Reflection on the use of Whisper
2024-03-22
With regard to transcription in Whisper, the starting cost of doing a new application was high because we had done it in the past and forgot what we had done. This is not a good idea, so make the look back first.
claude.iconnishio.icon
December 2022
Transcription of the Q&A portion of the KJ method study session review study session using Whisper. --- Weekly note 2022-12-18. Just before 2022-12-19, I'm installing Whisper from Git and splitting with ffmpeg --- Whisper. I was able to transcribe Japanese without any problems.
A warning that FP16 is not supported by the CPU was displayed.
--device mps option.
Transcription took a long time (over 11 hours).
March 1, 2023
OpenAI releases ChatGPT API and Whisper API.
The open-sourced Whisper model will be available as an API in September 2022.
It uses the large-v2 model and is priced at $0.006 per minute.
Faster than other services due to optimized serving stacks.
Provides transcriptions endpoint (transcription of audio) and translations endpoint (translation into English).
April 2023
April 30, 2023
The entire 40-minute English conversation is too long to be given to GPT-4, so it must be divided into appropriate lengths.
Summaries of sufficient quality were obtained to recall the content of the English conversation.
Transcription of English conversation recording files using Whisper.
It took over three hours to transcribe the text.
nishio.iconSummarize the highest accuracy method for transcribing Japanese using Whisper as of 2024.
pplx.iconClaude.icon
The best way to transcribe Japanese audio with the highest accuracy using Whisper as of 2024 is summarized below.
1. use the API version of the whisper-1 model
Whisper has a free GitHub version and a paid API version (whisper-1)
API version is based on the large model of the GitHub version, but faster and more accurate
Pay-as-you-go system at approximately 0.86 yen per voice minute
2. prepare high quality audio data
Record clear, noise-free audio
Ensure a quiet environment of less than 55 dB for recording as a guide.
Audio formats supported: mp3, mp4, mpeg, mpga, m4a, wav, webm
3. split into audio files of 25 MB or less
Current Whisper can only handle audio files up to 25MB
Longer audio files should be split into files of 25 MB or less
Split files should be numbered in chronological order
Visualize the process with the verbose=True option
Added verbose=True to transcribe options to show the process
Language detection status and hourly transcription results can be checked.
5. manually correct errors in proper nouns and terminology
Even Whisper has difficulty identifying homonyms, etc.
Errors that are obvious in context are sure to be corrected manually after transcription.
These are the key points for transcribing Japanese speech with high accuracy using Whisper.

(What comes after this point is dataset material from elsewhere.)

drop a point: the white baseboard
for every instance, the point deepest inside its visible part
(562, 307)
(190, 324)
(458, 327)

We actually tried transcription with the API version of the whisper-1 model and found it to be almost perfectly accurate.
However, errors in proper nouns do occur, so a final human check is essential.
It is best to look at the balance between cost and labor and choose the best method for your application.
---
This page is auto-translated from /nishio/Whisperの活用振り返り using DeepL. If you looks something interesting but the auto-translated English is not good enough to understand it, feel free to let me know at @nishio_en. I'm very happy to spread my thought to non-Japanese readers.